Purpose
How to concatenate in Excel, join text and/or numbers together.
The values can be entered directly into the function, or pulled in from cell contents by using cell references. The result is a text string.
Links to topics in this page
- Syntax example of CONCATENATE function
- Example: create a SUM CASE WHEN statement for SQL in Excel
- How to create a set of SUM (CASE WHEN …) statements for SQL in Excel using the CONCATENATE function
- How to include a single quote at the start of a cell in Excel
Syntax example — join the contents of cells B3 and C3 with text strings.

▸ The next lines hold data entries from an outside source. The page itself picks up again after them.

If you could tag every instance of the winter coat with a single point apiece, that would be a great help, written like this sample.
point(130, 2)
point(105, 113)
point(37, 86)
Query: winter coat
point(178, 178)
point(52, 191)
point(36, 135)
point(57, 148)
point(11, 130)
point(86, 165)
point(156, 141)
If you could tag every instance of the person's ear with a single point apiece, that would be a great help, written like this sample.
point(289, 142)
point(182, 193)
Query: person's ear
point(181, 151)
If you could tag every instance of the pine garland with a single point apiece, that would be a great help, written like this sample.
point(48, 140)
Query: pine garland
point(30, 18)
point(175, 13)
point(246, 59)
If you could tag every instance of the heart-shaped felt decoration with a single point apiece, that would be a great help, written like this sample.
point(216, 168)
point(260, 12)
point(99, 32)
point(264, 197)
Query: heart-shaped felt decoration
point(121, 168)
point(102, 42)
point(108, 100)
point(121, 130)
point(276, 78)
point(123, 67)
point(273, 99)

= CONCATENATE(“The summary for “,B3,” was “, C3)
Result: “The summary for November was £3,500”
[where B3 contains ‘November’, C3 contains ‘£3,500’]

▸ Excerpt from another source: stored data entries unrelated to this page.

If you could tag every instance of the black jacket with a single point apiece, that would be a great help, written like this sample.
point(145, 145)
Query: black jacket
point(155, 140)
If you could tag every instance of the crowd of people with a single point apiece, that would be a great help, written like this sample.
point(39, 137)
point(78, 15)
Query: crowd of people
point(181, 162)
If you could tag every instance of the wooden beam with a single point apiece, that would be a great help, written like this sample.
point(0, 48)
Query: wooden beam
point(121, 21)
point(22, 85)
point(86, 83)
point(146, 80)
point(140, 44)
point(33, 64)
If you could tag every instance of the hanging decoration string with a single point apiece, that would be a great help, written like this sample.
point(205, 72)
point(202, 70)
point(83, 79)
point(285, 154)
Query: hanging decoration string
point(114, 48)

Example – create a SUM CASE WHEN series of statements for SQL
The structure for a SELECT SUM(CASE WHEN…) statement in SQL is:
SUM(CASE WHEN [variable] [condition] THEN [result1] ELSE [result2] END)
,SUM (CASE WHEN CUST_ID = ‘100’ THEN ORDER_QUAN ELSE 0 END) as ‘100’
The above example finds the order quantity (ORDER_QUAN) for customer ID 100 (CUST_ID) and labels the row/record in the resulting table as the customer ID 100.
You can use Excel’s CONCATENATE/CONCAT function to generate a list of SQL statements, as shown below.
Method (see video above)
The method uses the newer version of CONCATENATE( ) which is CONCAT( ), that is gradually being phased in for users of Office 365, and Windows and Mac users of Office 2019.
- Enter the separate chunks of text and values / Cell references into cells.
- Use the CONCAT function to combine the range of cells to create the desired text string.
- Fill the cells down the rows as required.
Note: how to include a single quote at the start of a cell in Excel
Because Excel interprets a single quote [‘] at the start of a cell in a particular way (i.e. it turns the cell contents after the [‘] to text, but doesn’t include the [‘] in the actual text string), you need to add an extra single quote.
- To include a single quote [‘] at the start of a cell there are two options (as shown in the video above):
- add an extra single quote [‘ ‘], or
- change the cell format to ‘Custom: ‘@‘ — click on the right-hand corner of the cell format section of the ribbon, and in the ‘Format Cells’ dialog box, choose ‘Custom’, and enter ‘@ [single quote followed by ampersand].
This is useful in some circumstances. For example, to enter a formula in a cell and prevent Excel from running it (and potentially throwing up errors) while you’re typing it in, you enter a [‘] at the start of the cell which denotes the contents as text, and not a formula or function to run. When you are ready to run the formula or function, you can delete the [‘] at the start of the cell.